I want to read this into a python script and replace SUMMARY1 with the text "hi there" (say). I do the following in python

with open('test.html','r') as htmltemplatefile:
    htmltemplate = htmltemplatefile.read().replace('\n','')

htmltemplate.replace('SUMMARY1','hi there')
print htmltemplate

The above code reads in the file into the variable htmltemplate. Next I call the replace() function of the string object to replace the pattern SUMMARY1 with "hi there". But the output does not seem to search and replace SUMMARY1 with "hi there". Here is what I'm getting.

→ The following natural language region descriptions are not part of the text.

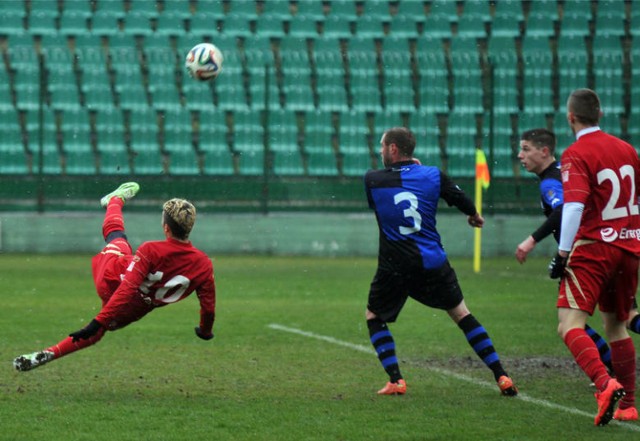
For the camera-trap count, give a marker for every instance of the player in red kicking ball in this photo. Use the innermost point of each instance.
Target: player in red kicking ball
(132, 285)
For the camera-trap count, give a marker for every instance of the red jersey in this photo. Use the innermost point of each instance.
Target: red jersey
(164, 272)
(603, 173)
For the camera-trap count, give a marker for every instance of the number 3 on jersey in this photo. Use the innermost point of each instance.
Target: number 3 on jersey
(610, 211)
(411, 212)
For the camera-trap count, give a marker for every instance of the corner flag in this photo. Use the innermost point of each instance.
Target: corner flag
(482, 182)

<html data-noop=="http://www.w3.org/1999/xhtml"><head><title>Hello World</title></head><body>SUMMARY1hello world</body></html>

Could someone point out what I'm doing wrong here?

3
  • Because open() doesn't return a string object, it returns a file object. Also, you are only opening the file for reading ('r'). This is a also a duplicate of: stackoverflow.com/questions/39086/… Commented Feb 24, 2015 at 19:13
  • I think the mistake I was doing was in line 3. I changed it to <code>htmltemplate = htmltemplate.replace('SUMMARY1','hi there')</code> and it worked. Commented Feb 24, 2015 at 19:35
  • You also added .read() which wasn't there in your original post and changes a lot. But regardless, you still aren't actually editing the file, 'SUMMARY' will still appear in test.html. Commented Feb 24, 2015 at 21:18

1 Answer 1

2

open() does not return a str, it returns a file object. Additionally, you are only opening it for reading ('r'), not for writing.

What you want to do is something like:

new_lines = []
with open('test.html', 'r') as f:
    new_lines = f.readlines()
with open('test.html', 'w') as f:
    f.writelines([x.replace('a', 'b') for x in new_lines])

The fileinput library makes this a lot easier.